LEGRAND (Michel)

Très jeune, Michel Legrand se fait remarquer par ses orchestrations dans la première moitié des années cinquante. On lui doit celle, excellente, du Paris canaille dans l’interprétation de Catherine Sauvage. Le compositeur participe un peu plus tard à l’aventure du disque gag “Rock and roll mops” (avec Henri Salvador et Boris Vian). A la fin des années cinquante Legrand se partage entre la direction d’orchestre, l’écriture de musiques de films (généralement ceux des cinéastes de la “nouvelle vague”), et la composition de chansons (en particulier le premier disque de Claude Nougaro : Legrand signe la plupart des musiques, dont Les dons juans, Le cinéma, Le rouge et le noir, et écrit les orchestrations). Une collaboration qui se poursuivra avec Les mines de charbon, Schplaouch, et plus tard La décharge.

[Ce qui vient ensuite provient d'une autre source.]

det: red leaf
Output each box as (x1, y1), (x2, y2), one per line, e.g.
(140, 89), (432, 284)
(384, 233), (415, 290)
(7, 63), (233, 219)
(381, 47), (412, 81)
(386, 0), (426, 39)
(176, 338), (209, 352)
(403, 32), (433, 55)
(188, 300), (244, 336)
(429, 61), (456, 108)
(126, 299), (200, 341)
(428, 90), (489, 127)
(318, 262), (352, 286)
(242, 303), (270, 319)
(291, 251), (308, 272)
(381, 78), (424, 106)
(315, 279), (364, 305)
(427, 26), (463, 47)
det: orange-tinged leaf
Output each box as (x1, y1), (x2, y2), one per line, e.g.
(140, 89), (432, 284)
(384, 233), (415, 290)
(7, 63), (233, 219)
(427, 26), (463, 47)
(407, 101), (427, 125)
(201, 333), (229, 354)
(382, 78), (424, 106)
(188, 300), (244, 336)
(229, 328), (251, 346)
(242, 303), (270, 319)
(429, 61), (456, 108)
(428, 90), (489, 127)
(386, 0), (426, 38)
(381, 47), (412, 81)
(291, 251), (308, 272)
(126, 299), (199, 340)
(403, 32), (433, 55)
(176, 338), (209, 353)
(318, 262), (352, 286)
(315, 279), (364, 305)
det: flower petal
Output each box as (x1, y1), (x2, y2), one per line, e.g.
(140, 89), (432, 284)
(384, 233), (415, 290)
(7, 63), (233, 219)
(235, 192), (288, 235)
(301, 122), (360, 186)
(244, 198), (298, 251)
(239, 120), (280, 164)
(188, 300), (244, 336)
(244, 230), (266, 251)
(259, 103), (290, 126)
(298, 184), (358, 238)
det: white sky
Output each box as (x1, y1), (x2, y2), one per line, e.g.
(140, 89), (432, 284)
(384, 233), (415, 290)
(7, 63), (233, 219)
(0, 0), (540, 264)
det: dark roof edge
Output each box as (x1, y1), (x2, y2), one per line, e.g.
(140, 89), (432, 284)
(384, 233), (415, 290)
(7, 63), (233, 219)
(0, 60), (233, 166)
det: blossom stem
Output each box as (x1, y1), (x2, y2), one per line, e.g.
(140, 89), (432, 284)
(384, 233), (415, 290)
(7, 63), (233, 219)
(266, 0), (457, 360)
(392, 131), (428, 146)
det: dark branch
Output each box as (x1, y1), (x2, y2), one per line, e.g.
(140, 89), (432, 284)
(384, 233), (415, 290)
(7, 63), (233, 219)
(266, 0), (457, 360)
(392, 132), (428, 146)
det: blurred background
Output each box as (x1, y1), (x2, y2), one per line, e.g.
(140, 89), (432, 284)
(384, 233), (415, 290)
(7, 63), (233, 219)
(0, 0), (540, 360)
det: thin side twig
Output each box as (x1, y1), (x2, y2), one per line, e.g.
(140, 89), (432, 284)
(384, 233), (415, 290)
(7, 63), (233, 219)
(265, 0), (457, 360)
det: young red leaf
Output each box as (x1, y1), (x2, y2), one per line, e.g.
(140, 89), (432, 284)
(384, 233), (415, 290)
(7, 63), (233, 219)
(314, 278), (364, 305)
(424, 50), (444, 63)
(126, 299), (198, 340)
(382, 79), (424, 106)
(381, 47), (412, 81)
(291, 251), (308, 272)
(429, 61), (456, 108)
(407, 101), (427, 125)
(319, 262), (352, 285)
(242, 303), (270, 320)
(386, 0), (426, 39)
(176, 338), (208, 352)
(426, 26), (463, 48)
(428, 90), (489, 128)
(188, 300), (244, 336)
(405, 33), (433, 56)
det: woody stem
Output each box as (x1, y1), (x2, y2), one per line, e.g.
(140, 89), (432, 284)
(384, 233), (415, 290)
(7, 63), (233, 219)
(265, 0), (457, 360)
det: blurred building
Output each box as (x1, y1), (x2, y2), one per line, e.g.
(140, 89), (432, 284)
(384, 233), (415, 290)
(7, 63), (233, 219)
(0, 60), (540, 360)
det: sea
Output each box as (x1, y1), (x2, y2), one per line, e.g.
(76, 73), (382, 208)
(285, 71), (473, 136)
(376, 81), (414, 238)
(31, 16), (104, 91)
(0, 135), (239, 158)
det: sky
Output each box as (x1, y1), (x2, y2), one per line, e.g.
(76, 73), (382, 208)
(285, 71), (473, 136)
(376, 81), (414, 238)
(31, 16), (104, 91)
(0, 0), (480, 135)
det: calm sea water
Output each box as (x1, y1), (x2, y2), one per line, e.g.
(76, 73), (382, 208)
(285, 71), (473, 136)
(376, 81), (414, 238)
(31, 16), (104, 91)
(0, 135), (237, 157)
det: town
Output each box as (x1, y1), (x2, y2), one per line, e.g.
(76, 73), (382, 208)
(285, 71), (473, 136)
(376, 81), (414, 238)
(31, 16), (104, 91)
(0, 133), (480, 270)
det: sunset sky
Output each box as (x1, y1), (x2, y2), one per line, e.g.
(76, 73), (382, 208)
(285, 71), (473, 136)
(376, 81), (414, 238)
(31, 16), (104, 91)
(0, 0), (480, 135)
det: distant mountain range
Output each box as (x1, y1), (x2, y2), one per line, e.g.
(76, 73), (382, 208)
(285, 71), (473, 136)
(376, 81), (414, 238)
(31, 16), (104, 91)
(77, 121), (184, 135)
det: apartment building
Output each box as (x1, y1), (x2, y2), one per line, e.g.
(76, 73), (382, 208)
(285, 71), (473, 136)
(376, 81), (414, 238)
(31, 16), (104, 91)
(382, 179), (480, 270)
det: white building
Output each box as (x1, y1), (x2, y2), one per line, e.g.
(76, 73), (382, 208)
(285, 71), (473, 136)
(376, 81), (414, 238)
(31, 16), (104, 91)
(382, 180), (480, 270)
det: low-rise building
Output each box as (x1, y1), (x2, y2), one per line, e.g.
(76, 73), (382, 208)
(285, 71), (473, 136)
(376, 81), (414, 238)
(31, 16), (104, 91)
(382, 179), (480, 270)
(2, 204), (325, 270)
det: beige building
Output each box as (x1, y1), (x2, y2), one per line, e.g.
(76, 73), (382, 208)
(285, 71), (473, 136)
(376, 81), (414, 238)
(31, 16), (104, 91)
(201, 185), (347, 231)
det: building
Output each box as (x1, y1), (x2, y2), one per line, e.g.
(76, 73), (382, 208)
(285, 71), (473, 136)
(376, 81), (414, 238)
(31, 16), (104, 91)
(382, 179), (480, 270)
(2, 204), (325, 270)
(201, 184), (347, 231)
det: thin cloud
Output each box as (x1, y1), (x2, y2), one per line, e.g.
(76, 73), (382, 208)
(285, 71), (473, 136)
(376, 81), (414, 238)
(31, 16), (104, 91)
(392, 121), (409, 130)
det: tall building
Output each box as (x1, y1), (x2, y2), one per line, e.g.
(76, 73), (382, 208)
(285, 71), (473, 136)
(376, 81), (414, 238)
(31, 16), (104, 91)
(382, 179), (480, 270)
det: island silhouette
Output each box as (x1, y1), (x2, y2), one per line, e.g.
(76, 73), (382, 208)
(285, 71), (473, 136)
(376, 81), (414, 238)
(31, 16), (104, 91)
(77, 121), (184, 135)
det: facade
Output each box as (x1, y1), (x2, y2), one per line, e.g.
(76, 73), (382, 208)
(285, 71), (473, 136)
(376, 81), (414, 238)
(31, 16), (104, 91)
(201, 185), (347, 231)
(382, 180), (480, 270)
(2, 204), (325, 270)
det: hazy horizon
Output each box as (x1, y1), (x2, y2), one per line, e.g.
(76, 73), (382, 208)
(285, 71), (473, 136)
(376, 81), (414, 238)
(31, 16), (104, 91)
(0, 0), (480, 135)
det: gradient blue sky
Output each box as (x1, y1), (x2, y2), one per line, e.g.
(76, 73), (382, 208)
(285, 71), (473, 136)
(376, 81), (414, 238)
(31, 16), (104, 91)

Le film “Les parapluies de Cherbourg” va focaliser en 1964 l’attention sur Michel Legrand, son compositeur. Une gageure qui se transforme en une éclatante réussite musicale. La même année Legrand sort son premier album en tant qu’interprète (et compositeur). Si La valse des lilas, Les grands musiciens et Marion ne m’aimait pas appartiennent au registre “chanson française de tradition” de ces années-là, l’important réside ailleurs. Michel Legrand se situe ici dans une lignée où Trenet, voire Montand, et plus récemment Gainsbourg et Nougaro s’étaient illustrés : la chanson jazzée. Pourtant l’apport de Legrand s’avère plus radical sur le plan du phrasé. Il crée un concept : les mots, sous une forme onomatopée, deviennent des éléments à part entière de la rythmique. Brûle pas tes doigts représente l’exemple le plus significatif de cet art singulier (davantage que Quand ça balance). Cependant c’est avec Moi je suis là que Michel Legrand s’affranchit le plus des canons de la chanson traditionnelle. Eddie Marnay, le parolier du disque, sait là capter l’esprit de cette musique en la vêtant d’un texte sur mesure.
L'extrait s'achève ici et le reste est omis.